Pourquoi avez-vous choisi précisément la physiothérapie ?

— Parce que c’est un métier qui permet d’aider des personnes avec des incapacités physiques à retrouver toute ou une partie de leur mobilité.

Mais est-ce que la physiothérapie n’est pas une spécialité de la médecine sportive surtout pratiquée par des hommes ?

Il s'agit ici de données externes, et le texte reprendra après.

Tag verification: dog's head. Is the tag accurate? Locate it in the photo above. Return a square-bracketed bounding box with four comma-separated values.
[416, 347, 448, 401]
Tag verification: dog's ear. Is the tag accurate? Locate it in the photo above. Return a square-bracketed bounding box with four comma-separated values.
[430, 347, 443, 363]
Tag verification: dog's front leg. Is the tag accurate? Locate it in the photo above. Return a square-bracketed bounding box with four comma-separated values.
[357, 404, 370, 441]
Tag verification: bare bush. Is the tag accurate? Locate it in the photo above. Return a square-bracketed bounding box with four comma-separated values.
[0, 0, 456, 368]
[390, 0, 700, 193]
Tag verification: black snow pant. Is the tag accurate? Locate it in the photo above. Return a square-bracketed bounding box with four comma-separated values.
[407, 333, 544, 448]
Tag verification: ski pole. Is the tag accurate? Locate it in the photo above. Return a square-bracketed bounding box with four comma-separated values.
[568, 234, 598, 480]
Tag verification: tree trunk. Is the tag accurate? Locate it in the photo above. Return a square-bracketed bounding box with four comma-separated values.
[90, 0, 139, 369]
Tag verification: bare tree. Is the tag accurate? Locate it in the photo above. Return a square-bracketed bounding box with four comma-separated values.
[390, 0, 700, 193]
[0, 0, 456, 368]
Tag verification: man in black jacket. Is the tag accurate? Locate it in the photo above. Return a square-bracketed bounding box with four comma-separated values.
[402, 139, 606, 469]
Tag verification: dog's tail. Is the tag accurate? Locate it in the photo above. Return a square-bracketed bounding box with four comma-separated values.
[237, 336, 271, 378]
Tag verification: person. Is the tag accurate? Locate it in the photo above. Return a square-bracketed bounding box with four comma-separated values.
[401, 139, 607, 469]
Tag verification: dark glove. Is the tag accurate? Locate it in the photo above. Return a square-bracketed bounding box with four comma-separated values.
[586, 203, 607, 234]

— Il y a beaucoup de spécialités, pas toutes très connues, en physiothérapie: ce qui fait qu’on ne s’arrête généralement qu’à l’aspect sportif et aux sports populaires comme le foot, le rugby, l’équitation, l’athlétisme, etc. Moi, je voulais travailler avec les patients accidentés ayant subi un AVC, des opérations chirurgicales nécessitant une réhabilitation. J’avais réalisé qu’il n’y avait pas beaucoup de physiothérapeutes à Maurice, ce qui a déterminé mon choix. J’ai fait quatre ans d’études pour obtenir un degree en Écosse, puis je suis allée à Londres où j’ai fait une maîtrise en cardiologie préventive pour pouvoir réduire les maladies cardio-vasculaires au sein d’une population.

Est-il possible de soigner les maladies cardio-vasculaires par la physiothérapie ?

— Il existe une branche de la physiothérapie qui traite les patients qui ont subi des opérations, des pontages et qui ont besoin d’un suivi pour leur réadaptation pour pouvoir reprendre leurs activités. Mais il y a également d’autres branches de la médecine qui s’occupent de cette réadaptation. Moi, j’ai voulu me spécialiser dans tout ce qui est prévention des maladies cardio-vasculaires de masse à travers les dépistages et l’identification de la population la plus vulnérable et à risque dans le cadre d’une prévention primaire. La prévention secondaire consiste aussi en la réadaptation du patient. J‘ai exercé cette profession pendant quatre ans et demi à Maurice dans une clinique privée, où j’ai pu acquérir une bonne expérience sur le terrain.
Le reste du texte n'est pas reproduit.